The script automatically selects the correct title from the ISO based on duration and file size, converts it to MKV, and places the result in a done folder ready for Emby to pick up. If something goes wrong, the file ends up in a failed folder with a log, and an email notification is sent either way.

The folder workflow

  • /volume1/iso/queue/ — drop your movie folder + ISO here
  • /volume1/iso/done/ — converted MKV lands here
  • /volume1/iso/failed/ — failed conversions with log
  • /volume1/iso/manual/ — for anything needing manual attention

Tech stack

  • Synology NAS with DSM 7
  • Docker + Portainer for container management
  • MakeMKV 1.18.3 (compiled from source inside the container)
  • MKVToolNix for post-processing
  • msmtp for email notifications
  • The container runs once per job and exits (restart: no), keeping resource usage minimal

A few notes

The Docker image is built locally on the NAS since it compiles MakeMKV from source — the build takes about 10–15 minutes but only needs to be done once (or when MakeMKV updates). The MakeMKV beta key is passed as an environment variable in Portainer, so updating the monthly key is just a quick edit without touching the image.
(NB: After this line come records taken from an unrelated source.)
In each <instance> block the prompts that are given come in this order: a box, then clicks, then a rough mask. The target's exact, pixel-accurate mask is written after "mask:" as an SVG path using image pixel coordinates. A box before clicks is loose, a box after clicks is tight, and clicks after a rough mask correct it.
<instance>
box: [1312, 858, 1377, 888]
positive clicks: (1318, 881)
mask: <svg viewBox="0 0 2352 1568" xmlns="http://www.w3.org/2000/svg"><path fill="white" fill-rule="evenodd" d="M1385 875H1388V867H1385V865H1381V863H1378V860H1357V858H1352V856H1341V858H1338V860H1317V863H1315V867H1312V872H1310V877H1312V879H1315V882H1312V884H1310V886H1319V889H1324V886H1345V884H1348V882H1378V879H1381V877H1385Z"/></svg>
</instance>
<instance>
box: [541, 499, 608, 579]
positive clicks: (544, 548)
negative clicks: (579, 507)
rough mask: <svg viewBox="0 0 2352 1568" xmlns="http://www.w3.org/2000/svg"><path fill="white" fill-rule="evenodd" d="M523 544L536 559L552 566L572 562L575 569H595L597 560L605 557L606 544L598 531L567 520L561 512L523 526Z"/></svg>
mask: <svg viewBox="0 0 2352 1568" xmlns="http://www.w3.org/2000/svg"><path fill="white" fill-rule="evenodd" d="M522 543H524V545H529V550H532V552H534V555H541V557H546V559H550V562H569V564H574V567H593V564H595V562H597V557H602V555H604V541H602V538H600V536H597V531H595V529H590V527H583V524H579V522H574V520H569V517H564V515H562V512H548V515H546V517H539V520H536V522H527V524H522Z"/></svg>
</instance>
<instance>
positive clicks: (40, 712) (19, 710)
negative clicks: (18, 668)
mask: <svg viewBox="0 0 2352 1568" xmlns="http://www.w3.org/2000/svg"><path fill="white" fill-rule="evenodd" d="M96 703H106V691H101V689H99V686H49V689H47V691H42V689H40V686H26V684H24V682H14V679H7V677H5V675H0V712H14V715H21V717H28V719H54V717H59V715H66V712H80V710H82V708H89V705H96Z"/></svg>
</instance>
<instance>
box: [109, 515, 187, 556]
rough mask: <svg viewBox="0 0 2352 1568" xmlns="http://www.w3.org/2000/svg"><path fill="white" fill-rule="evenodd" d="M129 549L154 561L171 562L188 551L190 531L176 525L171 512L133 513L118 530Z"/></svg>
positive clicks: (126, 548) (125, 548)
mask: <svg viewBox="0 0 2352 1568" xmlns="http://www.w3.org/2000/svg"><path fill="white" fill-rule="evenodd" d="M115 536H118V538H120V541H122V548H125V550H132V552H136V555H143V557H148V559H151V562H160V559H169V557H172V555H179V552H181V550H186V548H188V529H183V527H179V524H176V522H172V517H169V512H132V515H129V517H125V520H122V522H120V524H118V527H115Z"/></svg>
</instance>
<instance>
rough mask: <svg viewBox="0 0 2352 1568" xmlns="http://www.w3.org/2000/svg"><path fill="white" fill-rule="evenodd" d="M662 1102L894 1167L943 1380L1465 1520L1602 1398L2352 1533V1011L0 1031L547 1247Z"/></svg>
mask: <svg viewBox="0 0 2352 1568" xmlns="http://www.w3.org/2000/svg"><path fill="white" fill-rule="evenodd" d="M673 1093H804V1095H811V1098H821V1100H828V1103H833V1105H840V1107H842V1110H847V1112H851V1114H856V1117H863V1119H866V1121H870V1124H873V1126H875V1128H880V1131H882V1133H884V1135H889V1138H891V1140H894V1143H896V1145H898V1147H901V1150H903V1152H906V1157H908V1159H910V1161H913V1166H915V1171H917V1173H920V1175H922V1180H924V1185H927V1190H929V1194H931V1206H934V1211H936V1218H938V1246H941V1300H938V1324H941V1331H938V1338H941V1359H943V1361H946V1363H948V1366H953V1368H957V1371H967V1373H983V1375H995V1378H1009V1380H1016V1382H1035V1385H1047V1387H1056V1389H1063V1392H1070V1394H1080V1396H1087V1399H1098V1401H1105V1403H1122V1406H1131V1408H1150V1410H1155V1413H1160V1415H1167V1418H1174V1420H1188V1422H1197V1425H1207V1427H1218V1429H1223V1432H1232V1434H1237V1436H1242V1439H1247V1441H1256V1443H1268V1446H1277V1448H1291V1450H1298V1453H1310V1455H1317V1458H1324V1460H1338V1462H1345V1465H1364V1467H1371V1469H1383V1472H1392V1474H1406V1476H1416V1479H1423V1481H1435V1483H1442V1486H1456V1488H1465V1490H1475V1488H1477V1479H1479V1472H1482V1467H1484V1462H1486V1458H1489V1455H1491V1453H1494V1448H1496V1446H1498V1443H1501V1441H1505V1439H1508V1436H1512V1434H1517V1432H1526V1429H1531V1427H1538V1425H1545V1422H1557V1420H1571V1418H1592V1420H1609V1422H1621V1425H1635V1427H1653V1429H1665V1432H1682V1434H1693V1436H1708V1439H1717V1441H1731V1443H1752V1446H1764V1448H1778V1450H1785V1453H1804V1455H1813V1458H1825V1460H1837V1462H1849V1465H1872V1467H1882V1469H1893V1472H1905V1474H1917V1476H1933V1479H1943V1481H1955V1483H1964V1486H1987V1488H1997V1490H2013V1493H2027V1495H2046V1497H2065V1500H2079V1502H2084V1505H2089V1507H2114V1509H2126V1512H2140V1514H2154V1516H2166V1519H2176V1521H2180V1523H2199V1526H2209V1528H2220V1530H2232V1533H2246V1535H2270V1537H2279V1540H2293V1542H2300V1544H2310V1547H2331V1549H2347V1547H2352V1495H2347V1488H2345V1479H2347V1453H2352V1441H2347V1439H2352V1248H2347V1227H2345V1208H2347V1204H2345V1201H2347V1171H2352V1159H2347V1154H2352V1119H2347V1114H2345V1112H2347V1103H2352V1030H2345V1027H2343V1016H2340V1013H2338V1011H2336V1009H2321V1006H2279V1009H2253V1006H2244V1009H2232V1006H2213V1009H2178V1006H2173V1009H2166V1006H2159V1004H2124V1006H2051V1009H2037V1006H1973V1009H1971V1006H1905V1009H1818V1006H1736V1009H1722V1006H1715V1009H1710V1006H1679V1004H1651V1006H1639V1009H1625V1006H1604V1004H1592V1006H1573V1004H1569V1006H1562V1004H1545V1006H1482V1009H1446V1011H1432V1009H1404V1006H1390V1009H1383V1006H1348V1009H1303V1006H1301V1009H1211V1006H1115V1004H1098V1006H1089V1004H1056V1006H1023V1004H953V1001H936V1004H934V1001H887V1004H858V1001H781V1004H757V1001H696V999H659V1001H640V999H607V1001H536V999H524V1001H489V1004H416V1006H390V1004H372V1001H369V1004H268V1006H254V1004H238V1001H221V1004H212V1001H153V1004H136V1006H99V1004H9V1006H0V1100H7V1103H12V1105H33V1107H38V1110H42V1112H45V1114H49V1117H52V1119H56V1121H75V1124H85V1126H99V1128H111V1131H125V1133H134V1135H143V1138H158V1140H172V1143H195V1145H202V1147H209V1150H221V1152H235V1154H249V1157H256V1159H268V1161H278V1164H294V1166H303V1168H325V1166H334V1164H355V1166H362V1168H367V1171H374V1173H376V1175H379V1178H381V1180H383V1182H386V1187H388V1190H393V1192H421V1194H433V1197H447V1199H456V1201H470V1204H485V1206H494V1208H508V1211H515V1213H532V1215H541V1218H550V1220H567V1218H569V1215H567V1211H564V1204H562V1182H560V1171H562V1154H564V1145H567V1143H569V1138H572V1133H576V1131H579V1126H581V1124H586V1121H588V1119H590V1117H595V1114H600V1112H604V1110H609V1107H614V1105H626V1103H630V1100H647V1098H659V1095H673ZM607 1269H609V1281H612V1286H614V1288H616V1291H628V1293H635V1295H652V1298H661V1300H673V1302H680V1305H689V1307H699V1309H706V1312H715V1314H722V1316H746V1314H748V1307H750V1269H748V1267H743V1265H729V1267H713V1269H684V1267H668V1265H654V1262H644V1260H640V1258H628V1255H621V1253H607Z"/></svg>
This fits nicely into a broader media pipeline alongside Radarr, Sonarr, and qBittorrent — ISOs get converted to MKV and land directly where Emby can import them.

Disclaimer

If anyone wants to use this script, please be aware that you do so entirely at your own risk. I take no responsibility for any errors, data loss, or unintended consequences that the script may cause. That said, I strongly recommend always copying your ISO file into the /queue directory rather than moving it — that way your original file is safe if anything goes wrong during conversion.

Happy to answer questions if anyone wants to set something similar up.